- Directed by: Robert Altman
- Written by: David Rabe
- Produced by: Robert Altman Nick J. Mileti
- Starring: Matthew Modine Michael Wright Mitchell Lichtenstein David Allen Grier
- Cinematography: Pierre Mignot
- Edited by: Norman Smith
- Distributed by: United Artists Classics (United States and Canada) Manson International (International)
- Release dates: 5 September 1983 (Venice); 14 October 1983 (US);
- Running time: 118 minutes
- Country: United States
- Language: English
- Budget: $2 million
- Box office: $378,452

= Streamers (film) =

1983 film directed by Robert Altman

Streamers is a 1983 American war drama film directed and produced by Robert Altman, adapted by David Rabe from his play of the same name. It stars an ensemble cast, featuring David Alan Grier, Mitchell Lichtenstein, Matthew Modine, Michael Wright, George Dzundza, and Guy Boyd.
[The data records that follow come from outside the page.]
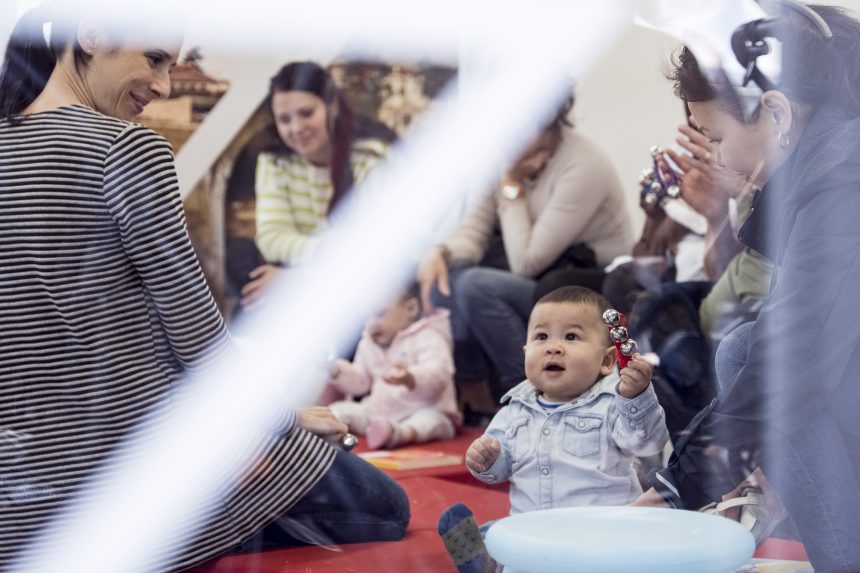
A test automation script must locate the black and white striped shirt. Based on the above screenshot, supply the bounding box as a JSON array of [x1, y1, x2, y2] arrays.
[[0, 105, 334, 570]]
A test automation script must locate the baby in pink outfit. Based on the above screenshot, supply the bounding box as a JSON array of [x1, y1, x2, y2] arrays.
[[329, 283, 461, 449]]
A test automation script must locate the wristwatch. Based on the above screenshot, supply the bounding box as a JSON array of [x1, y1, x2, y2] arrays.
[[502, 183, 523, 201]]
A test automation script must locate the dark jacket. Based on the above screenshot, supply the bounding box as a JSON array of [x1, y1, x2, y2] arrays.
[[652, 105, 860, 509]]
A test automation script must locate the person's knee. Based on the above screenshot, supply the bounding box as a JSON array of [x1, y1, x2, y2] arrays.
[[385, 482, 411, 541]]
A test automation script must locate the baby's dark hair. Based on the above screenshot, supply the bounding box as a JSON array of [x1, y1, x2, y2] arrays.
[[535, 286, 612, 345]]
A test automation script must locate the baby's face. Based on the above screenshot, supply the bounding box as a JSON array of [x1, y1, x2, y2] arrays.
[[524, 302, 615, 402], [368, 298, 420, 348]]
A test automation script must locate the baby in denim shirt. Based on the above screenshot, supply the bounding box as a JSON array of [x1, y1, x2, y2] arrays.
[[439, 287, 669, 572], [466, 287, 669, 514]]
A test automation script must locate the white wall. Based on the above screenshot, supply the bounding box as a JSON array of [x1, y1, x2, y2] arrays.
[[6, 0, 860, 230], [573, 25, 684, 228]]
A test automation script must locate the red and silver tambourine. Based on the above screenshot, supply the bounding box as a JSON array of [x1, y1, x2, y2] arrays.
[[603, 308, 639, 370]]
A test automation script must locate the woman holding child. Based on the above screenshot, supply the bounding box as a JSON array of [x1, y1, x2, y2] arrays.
[[235, 62, 396, 304], [0, 3, 409, 571], [638, 3, 860, 572]]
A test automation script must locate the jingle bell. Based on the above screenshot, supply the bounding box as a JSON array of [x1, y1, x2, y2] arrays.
[[609, 326, 630, 342], [621, 338, 639, 356]]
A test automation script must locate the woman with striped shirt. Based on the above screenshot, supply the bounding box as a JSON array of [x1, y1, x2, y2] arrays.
[[0, 8, 409, 570], [235, 62, 395, 304]]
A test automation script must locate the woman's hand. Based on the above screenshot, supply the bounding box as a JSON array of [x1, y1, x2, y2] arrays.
[[239, 264, 283, 308], [630, 487, 669, 507], [418, 246, 451, 314], [296, 406, 349, 442], [666, 125, 745, 222]]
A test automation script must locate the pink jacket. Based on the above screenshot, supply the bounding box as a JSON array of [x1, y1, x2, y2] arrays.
[[332, 309, 461, 424]]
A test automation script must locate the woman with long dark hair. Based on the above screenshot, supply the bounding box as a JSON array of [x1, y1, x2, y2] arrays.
[[0, 8, 409, 571], [639, 2, 860, 572]]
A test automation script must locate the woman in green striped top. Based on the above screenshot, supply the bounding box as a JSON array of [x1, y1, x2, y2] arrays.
[[242, 62, 395, 305]]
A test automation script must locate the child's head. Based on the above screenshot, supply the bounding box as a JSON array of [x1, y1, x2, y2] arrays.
[[368, 282, 421, 348], [524, 286, 616, 402]]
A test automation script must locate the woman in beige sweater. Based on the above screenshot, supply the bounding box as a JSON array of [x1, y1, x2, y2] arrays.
[[418, 98, 633, 397]]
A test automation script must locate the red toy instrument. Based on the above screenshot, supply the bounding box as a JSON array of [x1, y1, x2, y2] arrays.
[[603, 308, 639, 370]]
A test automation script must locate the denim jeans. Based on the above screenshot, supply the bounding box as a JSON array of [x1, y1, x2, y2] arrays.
[[238, 450, 409, 553], [434, 267, 535, 399], [715, 323, 860, 572]]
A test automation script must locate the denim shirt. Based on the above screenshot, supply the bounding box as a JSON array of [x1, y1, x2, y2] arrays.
[[472, 370, 669, 514]]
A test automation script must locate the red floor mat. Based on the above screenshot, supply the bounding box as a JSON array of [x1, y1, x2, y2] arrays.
[[190, 428, 806, 573], [186, 477, 510, 573]]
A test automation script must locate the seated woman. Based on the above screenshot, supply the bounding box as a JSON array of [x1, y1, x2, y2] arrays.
[[638, 6, 860, 572], [418, 97, 633, 398], [235, 62, 396, 305]]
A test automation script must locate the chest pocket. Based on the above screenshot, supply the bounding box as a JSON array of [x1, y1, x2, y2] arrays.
[[562, 416, 603, 458], [505, 416, 530, 463]]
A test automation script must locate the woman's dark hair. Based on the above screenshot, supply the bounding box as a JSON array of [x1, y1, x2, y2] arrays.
[[669, 5, 860, 120], [0, 6, 90, 121], [267, 62, 397, 213]]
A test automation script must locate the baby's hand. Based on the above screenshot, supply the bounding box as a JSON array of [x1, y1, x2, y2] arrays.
[[382, 364, 415, 390], [466, 436, 502, 473], [326, 358, 349, 378], [618, 352, 651, 400]]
At the 40th Venice International Film Festival, the entire cast collectively won the Volpi Cup for Best Actor. Robert Altman was nominated for the Golden Lion. The film was screened out of competition at the 1983 Cannes Film Festival. It was released in the United States by United Artists Classics on October 14, 1983, and received positive reviews.

==Premise==
In 1965, four young soldiers waiting to be shipped to Vietnam deal with racial tension and their own intolerance when one soldier reveals he is gay.

==Production==
Altman financed the film himself without a distribution deal, which allowed him to cast an ensemble of experienced but relatively unknown actors rather than rely on a bankable star as studios typically demanded. The film was shot in Dallas in 18 days.

==Release==
On June 27, 1983, Nick Mileti's International Distributors, Inc. acquired worldwide rights to Streamers for $3 million, following three months of negotiations. Despite Cinecom, with whom Altman had a three-picture deal, looking to acquire domestic rights, they ultimately went to United Artists Classics in September 1983. A week later, shortly before the film's premiere at Toronto, Manson International acquired "worldwide licensing rights" to the film.

Streamers premiered at the Toronto International Film Festival on September 16, 1983. The film was later released onto DVD by Shout! Factory on January 19, 2010.

==Reception==
Roger Ebert gave the film four stars out of four, calling it "one of the most intense and intimate dramas I've ever seen on film," adding, "Watching this film is such a demanding experience that both times I've seen it, it has been too much for some viewers, and they've left. Those who stay, who survive the difficult passages of violence, will find at the end of the film a conclusion that is so poetic and moving it succeeds in placing the tragedy in perspective." Gene Siskel awarded three-and-a-half stars out of four and called it "a powerful piece of American theater made even more striking on screen," declaring that it also "represents the return of Altman the director, for here is a play one could hand to a dozen directors and you would not see a better, more personal work." Vincent Canby of The New York Times was less positive, writing that the film "goes partway toward realizing the full effect of a stage play as a film, then botches the job by the overabundant use of film techniques, which dismember what should be an ensemble performance." Sheila Benson of the Los Angeles Times called the film "a punishing place to be in, but a brilliant and thought-provoking movie experience." Jack Kroll of Newsweek wrote, "Altman sends his camera into the barracks like an invisible eavesdropper, appalled at what he sees but insisting on seeing it with punishing clarity. The nonstar cast is tremendous, especially Wright as the soldier who triggers a civil war within this troubled Army of a troubled society."